Great idea. The thing that drove me away from WorkFlowy though is the lack of
constraints. I think it provides too much freedom, I want something that
forces me to provide a certain structure to the material.

I can tell you put a lot of care to lovingly craft the UI, looks pretty nice!
But for a product that provides structured note taking, the data model and
serialization format should be equally important. I'd like to be able to
export my content, query it in interesting ways (ex: datalog!), maybe use the
content to build an app, print slides, put a book together, tweet snippets, or
build a different UI altogether around my notes, etc, etc.

------
bryanrasmussen
Are you perhaps a visual thinker, that you don't have a systematic way of
writing might imply that you are. If so try visual note taking
[https://www.verbaltovisual.com/an-introduction-to-visual-
not...](https://www.verbaltovisual.com/an-introduction-to-visual-note-taking/)

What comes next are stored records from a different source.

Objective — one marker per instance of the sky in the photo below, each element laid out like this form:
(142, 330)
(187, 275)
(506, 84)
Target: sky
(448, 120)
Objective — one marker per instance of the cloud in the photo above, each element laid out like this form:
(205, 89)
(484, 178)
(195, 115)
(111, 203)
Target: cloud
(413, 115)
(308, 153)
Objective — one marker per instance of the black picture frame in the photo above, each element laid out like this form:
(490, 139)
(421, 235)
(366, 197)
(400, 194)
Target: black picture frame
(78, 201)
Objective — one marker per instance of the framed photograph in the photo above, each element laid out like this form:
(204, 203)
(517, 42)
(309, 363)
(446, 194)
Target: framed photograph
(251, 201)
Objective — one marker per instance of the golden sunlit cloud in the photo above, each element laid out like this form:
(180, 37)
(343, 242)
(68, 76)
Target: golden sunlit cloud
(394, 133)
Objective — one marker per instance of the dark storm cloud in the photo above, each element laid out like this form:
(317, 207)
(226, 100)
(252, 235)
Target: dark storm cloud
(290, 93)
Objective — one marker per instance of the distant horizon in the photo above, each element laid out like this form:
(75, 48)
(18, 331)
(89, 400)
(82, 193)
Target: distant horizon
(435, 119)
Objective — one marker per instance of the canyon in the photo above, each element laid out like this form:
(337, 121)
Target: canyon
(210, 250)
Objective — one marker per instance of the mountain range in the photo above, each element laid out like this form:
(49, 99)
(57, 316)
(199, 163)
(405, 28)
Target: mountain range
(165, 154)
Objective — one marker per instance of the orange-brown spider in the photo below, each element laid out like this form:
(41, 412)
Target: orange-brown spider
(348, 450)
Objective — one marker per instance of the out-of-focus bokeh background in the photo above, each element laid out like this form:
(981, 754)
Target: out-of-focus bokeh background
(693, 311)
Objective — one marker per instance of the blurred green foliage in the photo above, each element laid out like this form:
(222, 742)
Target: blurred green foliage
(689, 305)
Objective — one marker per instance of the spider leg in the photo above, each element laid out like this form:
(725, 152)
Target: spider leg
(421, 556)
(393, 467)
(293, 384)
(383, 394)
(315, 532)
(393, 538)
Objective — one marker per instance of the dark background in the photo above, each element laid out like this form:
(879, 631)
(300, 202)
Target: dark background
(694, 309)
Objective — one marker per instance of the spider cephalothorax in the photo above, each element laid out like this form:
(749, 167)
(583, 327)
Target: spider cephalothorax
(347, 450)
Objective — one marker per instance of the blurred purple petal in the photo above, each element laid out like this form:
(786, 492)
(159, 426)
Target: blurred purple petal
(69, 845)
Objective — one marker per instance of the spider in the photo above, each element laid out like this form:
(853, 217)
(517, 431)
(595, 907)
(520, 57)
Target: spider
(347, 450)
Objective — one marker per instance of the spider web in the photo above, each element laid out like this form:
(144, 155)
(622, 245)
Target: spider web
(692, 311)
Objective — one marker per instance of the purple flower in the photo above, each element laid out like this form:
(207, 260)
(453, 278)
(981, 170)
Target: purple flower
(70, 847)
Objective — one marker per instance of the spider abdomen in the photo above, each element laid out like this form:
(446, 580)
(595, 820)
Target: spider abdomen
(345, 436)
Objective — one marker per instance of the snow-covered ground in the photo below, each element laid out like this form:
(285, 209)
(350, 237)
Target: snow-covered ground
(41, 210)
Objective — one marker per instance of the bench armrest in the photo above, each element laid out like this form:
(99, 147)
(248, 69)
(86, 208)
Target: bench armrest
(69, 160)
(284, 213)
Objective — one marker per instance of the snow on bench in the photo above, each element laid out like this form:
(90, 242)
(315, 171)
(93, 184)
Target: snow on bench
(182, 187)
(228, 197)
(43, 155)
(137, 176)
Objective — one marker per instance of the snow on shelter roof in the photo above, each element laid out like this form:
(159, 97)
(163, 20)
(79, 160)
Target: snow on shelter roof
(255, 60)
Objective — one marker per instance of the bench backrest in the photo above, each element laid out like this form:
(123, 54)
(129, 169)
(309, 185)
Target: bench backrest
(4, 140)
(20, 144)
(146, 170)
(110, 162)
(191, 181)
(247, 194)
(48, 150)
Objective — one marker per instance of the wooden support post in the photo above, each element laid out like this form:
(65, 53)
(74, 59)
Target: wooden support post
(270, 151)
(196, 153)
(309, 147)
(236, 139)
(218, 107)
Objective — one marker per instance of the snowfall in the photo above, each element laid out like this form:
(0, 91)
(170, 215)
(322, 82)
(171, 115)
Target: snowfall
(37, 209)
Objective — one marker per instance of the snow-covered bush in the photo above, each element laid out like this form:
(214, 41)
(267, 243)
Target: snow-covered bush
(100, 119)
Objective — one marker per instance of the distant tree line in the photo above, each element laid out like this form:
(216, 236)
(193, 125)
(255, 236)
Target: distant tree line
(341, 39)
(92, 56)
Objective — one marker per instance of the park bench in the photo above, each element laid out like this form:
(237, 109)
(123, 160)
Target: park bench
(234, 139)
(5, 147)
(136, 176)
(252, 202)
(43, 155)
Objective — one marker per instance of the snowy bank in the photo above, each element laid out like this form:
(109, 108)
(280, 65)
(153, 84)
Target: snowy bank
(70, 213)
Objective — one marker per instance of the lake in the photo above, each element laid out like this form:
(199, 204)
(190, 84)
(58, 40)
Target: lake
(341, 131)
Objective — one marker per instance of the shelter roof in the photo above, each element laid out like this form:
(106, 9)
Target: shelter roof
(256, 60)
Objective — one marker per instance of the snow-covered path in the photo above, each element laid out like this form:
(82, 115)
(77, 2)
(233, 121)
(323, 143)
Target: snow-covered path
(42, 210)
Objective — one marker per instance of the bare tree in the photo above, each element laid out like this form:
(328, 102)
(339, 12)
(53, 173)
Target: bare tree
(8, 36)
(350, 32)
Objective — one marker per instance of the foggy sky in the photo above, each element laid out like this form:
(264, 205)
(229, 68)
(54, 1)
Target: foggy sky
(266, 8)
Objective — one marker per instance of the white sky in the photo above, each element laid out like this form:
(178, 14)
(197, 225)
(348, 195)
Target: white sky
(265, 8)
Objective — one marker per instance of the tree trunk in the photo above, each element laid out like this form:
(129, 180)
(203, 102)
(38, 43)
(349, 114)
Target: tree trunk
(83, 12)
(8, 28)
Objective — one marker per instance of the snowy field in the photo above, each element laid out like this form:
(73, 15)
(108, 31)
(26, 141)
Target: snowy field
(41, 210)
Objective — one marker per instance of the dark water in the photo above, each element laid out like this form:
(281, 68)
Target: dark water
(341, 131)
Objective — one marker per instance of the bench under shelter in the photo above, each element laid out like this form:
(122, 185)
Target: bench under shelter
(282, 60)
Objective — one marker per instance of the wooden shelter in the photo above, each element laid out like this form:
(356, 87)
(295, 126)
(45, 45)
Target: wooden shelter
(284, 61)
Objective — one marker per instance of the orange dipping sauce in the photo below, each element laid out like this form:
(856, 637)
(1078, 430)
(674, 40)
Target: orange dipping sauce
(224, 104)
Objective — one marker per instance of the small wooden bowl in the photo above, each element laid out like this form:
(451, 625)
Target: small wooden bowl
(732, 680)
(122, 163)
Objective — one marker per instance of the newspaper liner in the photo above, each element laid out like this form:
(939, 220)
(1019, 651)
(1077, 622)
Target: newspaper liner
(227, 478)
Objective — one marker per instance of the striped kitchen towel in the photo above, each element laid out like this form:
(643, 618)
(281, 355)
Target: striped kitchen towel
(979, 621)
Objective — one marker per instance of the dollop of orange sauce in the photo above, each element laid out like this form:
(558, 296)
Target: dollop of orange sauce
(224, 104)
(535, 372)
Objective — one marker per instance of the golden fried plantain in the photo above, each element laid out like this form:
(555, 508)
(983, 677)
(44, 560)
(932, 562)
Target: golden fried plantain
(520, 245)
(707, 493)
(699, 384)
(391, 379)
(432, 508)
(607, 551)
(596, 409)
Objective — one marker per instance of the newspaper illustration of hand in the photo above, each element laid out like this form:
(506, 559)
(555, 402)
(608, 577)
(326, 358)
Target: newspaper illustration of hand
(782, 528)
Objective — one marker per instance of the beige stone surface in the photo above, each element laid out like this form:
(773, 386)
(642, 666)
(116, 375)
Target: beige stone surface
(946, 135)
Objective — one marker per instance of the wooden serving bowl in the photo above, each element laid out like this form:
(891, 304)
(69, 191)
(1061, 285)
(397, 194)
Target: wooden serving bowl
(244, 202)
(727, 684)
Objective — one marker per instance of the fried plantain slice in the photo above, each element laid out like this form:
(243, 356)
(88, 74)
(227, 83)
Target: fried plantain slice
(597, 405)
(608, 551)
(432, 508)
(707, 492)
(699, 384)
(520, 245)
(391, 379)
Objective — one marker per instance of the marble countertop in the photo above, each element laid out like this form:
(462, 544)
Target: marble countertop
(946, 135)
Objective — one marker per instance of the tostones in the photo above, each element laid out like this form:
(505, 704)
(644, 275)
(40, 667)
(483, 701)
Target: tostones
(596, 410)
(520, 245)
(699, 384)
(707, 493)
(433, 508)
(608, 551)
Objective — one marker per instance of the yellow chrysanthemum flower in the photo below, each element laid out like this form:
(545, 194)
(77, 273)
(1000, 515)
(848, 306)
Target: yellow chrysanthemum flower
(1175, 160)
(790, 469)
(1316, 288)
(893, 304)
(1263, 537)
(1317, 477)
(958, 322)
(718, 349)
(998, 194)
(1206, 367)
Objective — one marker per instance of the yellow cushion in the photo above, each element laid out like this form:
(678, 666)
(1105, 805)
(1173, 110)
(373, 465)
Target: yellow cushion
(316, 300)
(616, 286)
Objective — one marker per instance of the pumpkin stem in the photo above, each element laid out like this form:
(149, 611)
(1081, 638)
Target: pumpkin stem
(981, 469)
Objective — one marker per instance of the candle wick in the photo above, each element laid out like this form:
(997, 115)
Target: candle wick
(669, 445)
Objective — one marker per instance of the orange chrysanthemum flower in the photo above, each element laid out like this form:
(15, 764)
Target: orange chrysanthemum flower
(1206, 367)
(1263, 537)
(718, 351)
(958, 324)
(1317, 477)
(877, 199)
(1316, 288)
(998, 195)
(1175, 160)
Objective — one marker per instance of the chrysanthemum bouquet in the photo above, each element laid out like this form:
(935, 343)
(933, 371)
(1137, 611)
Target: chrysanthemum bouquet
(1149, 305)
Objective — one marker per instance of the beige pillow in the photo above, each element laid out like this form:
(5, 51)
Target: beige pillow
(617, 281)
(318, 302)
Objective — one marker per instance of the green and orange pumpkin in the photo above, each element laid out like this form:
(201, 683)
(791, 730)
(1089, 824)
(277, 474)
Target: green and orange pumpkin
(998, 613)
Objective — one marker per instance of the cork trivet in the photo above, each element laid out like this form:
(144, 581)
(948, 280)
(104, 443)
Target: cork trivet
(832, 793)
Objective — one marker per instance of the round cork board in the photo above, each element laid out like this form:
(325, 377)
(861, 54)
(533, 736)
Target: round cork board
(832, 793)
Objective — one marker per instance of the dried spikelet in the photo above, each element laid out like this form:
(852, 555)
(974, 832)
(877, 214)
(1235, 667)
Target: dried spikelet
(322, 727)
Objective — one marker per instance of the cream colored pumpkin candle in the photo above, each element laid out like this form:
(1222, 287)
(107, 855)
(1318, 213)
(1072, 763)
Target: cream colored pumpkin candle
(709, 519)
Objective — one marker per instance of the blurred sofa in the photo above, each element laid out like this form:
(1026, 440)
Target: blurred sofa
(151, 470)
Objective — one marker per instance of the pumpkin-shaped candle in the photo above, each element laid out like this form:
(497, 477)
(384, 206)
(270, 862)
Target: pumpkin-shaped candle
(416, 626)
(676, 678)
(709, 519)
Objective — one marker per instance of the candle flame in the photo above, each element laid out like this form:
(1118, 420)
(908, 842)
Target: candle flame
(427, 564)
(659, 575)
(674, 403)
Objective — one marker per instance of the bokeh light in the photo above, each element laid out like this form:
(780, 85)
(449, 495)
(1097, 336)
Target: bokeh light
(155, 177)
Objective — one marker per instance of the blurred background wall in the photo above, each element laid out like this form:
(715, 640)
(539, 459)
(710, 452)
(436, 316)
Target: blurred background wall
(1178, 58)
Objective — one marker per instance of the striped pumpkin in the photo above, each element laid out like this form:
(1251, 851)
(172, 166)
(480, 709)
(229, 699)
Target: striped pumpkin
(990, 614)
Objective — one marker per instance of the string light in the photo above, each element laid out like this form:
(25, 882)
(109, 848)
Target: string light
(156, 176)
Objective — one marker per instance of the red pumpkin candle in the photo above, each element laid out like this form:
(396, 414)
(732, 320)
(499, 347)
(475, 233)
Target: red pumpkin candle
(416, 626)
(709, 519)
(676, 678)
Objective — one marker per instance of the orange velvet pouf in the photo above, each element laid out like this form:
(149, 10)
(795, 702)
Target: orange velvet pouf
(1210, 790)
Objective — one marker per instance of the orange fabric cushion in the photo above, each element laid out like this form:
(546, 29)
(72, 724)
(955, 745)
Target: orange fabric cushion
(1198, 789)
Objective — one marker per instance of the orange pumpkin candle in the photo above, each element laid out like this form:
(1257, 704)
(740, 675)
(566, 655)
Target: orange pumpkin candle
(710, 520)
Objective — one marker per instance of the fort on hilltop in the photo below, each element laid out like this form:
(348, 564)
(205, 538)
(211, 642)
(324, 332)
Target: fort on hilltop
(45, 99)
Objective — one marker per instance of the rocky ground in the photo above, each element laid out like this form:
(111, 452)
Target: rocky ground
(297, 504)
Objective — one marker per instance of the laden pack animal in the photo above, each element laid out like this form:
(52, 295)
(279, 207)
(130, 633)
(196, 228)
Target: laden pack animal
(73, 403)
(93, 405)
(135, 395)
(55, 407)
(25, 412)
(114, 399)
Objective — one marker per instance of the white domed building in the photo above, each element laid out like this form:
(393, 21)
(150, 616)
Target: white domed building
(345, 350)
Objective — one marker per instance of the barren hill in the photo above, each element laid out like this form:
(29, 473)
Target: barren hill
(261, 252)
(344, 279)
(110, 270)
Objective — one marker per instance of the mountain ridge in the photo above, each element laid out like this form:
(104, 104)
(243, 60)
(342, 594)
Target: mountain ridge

the important thing is to develop your note taking to match how you think. If
you are organized the smart notes method is pretty good.

------
chanmad29
A lot depends on the instructor. The good ones go slow enough that you can
both follow along and take notes. What worked best for me is to pay attention
when professor is explaining and quickly write down in my words the explained
concept- like moving it from my RAM to SSD. This way I build about 80%
understanding of the concept. Further redoing the notes by referencing
material/problem solving took me closer to full understanding.

------
mkchoi212
I first just jot them down on the Mac's Notes app. This bit isn't that
important. You just write whatever you are taking notes of, no particular
structure. The next bit is important though.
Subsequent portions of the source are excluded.